To start with we disassembled the whole jump and the first thing to get off is the highly compressed spring. Its a substantially large shock and the spring have a good amount of potential that can harm anyone easily. There is a nut on top of the spring cap that allows you to take off the spring. I would highly recommend using a decompressing tool to safely remove the spring and while removing that nut just make sure you keep your body out of the that axis.

As you get the spring off the next thing is to loosen all the springs that you find there. Once we get all the parts its time to get them cleaned.

Step 2: Removing Debris and Degreasing

Now the shock absorber I have brought seems to be in a good working condition but believe me its damn dirty and greasy. So to clean all the parts what we are going to do is to first remove all the dirt and debris using a metal wire brush.

It took a lot of efforts to get that brushing stage through all those parts. Luckily as all the parts were covered with so much dirt and grease so it prevented the surface to develop rust.

All the parts were than washed using gasoline to remove the grease and oil from the surface of the parts.

Step 3: Sandblasting the Parts

Even after washing all the parts using gasoline they seems to be very dirty and I was certain that If we go with the paint job now we won't be able to get a good finish.

So we went a step further and get all the parts sandblasted and the results were just too satisfying. Now all the parts are properly cleaned and the surface is ready to get painted.

Step 4: Painting the Parts

Now all the parts are then painted using spray paints. I have use a matt black finish on the main body and the glossy red and yellow on all other parts.

The paint job did produced great results and I was extremely satisfied by how good we managed to get all these parts after a lot of hardwork.

Step 5: Stool Stand

The stand of the stool is made using 5mm which metal sheet. The base is cut down in a triangular shape and to which we have added three legs measuring nearly 6 inches in length. We have drilled a pair of holes which will help us to mount the base to the bottom of the jump.
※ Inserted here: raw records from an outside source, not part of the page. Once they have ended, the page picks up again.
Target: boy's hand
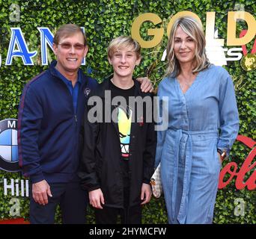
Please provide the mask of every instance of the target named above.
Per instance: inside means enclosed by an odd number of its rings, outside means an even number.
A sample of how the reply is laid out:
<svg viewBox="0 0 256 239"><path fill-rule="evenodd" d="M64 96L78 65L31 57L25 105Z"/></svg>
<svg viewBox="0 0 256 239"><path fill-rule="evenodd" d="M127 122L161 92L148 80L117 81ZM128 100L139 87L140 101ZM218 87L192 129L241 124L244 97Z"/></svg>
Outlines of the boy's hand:
<svg viewBox="0 0 256 239"><path fill-rule="evenodd" d="M142 92L147 93L153 90L153 86L147 77L138 78L136 80L141 84L141 89Z"/></svg>
<svg viewBox="0 0 256 239"><path fill-rule="evenodd" d="M141 187L141 199L143 202L141 205L146 204L150 201L152 195L151 187L150 184L142 184Z"/></svg>
<svg viewBox="0 0 256 239"><path fill-rule="evenodd" d="M103 193L100 188L89 192L90 204L96 208L103 209L101 204L105 204Z"/></svg>

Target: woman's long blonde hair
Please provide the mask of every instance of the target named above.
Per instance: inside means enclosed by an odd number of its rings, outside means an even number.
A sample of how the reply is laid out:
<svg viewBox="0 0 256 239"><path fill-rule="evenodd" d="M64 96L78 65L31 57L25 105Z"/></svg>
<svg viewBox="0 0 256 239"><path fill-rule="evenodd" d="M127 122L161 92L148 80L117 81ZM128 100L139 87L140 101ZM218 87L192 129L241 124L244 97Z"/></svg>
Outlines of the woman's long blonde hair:
<svg viewBox="0 0 256 239"><path fill-rule="evenodd" d="M195 68L192 72L198 72L209 66L210 61L206 55L205 37L203 29L195 19L191 16L178 18L171 27L169 39L167 43L168 68L167 75L177 76L180 73L180 66L175 57L174 51L174 35L177 27L180 27L185 33L193 39L195 43Z"/></svg>

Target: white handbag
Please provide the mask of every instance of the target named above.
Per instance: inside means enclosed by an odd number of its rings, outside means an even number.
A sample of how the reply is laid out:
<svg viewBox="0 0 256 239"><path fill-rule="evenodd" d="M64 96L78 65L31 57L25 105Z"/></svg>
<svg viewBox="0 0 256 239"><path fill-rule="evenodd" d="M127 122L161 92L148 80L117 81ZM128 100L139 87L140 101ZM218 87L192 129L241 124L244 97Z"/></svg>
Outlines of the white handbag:
<svg viewBox="0 0 256 239"><path fill-rule="evenodd" d="M157 199L159 198L162 193L160 164L157 166L156 170L150 179L150 184L153 195Z"/></svg>

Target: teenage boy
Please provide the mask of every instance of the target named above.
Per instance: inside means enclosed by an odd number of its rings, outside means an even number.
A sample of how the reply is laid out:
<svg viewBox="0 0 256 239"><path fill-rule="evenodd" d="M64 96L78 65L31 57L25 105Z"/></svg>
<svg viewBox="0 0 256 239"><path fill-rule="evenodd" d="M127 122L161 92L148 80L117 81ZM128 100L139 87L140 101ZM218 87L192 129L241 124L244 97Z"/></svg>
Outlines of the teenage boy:
<svg viewBox="0 0 256 239"><path fill-rule="evenodd" d="M132 78L141 61L140 49L130 37L119 37L111 42L108 59L114 75L91 93L85 111L84 153L79 176L82 187L89 191L90 204L100 224L117 223L118 215L122 223L141 223L141 205L151 197L149 183L156 150L154 123L150 120L152 97L142 93ZM105 105L107 92L112 102L118 98L121 104L100 111L105 118L97 117L95 122L90 99L97 99L98 104L100 99L102 104L97 107ZM138 104L128 104L135 97L145 100L141 110ZM145 105L147 103L149 107ZM109 121L108 114L112 117Z"/></svg>

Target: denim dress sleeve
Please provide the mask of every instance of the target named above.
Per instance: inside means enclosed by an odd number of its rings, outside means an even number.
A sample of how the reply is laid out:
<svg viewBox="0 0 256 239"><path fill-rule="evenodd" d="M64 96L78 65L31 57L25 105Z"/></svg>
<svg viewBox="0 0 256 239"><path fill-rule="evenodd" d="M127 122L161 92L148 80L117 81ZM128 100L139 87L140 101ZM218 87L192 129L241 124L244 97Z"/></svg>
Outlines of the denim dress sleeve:
<svg viewBox="0 0 256 239"><path fill-rule="evenodd" d="M219 85L220 135L217 148L228 155L239 129L239 117L233 81L227 72Z"/></svg>

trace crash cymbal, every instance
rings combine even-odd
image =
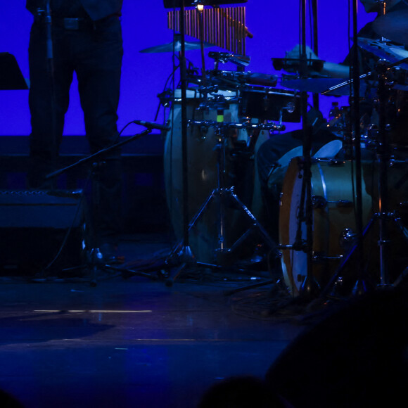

As we get all the parts welded together we spray painted them in matt black and now the stand is ready to get attached to the base of the jump.

Step 6: Assembling the Parts

Next all the parts were assembled together. First we mounted the stand to the base which helped us to get through the remaining parts easily. Next the disc brake assembly is mounted.

Now to decompress the spring and to give the stool a bit of travel when someone sit over that we just cut down the spring using a angle grinder before we painted that. So next we mounted the spring in place.

Step 7: Mounting the Top Plate

The top plate that came with this shock was in pretty bad shape so we brought a new one. This plate allows us to make the top rotatable. So we drilled three holes and threaded them so that wee can mount the stool top over this plate.

Step 8: Stool Top

The stool top is Madde out of old hardwood board. These boards are 7 inches wide so I have glued three of them together. Once the glue dried we have cut down a circular disc using a jig saw that measures nearly 14 inches in diameter. The disc is then sanded using an orbital sander. As I got the surface finished I have applied a couple of coats of clear varnish which give the stool top a very nice look.

I have then drilled three holes across the stool top and counted them using flushed Allen key bolts.

Step 9: Finished Results

The finished results were just breath taking and the stool turned out to be an eye catching object in our workspace. It proved to be a great transformation and a satisfying project too.